Die gute Nachricht vorweg: Das funktioniert erstaunlich gut. Schacht versucht gar nicht erst, Siggis markante Stimme zu kopieren, sondern verpasst den Songs seinen eigenen Stempel. Gerade bei „We Bow To None“ gefällt mir das richtig gut. Der Gesang wirkt eigenständig und fügt sich überraschend stimmig in das Gesamtbild ein. Einzig im Mix dürfte er für meinen Geschmack stellenweise etwas weniger dominant sein.

Musikalisch bleiben Space Chaser ihrer Linie treu.

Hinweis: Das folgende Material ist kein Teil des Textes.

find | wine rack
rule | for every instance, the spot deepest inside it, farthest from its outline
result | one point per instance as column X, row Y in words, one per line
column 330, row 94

Klassischer Thrash mit deutlich deutscher Schlagseite trifft auf eine ordentliche Portion Speed Metal und punkige Energie. Kreator, Sodom und Destruction lassen grüßen, ohne dass Space Chaser dabei wie eine reine Kopie ihrer Vorbilder klingen. Stattdessen bekommt das Ganze durch die Sci-Fi- und Horror-Thematik seinen eigenen Anstrich.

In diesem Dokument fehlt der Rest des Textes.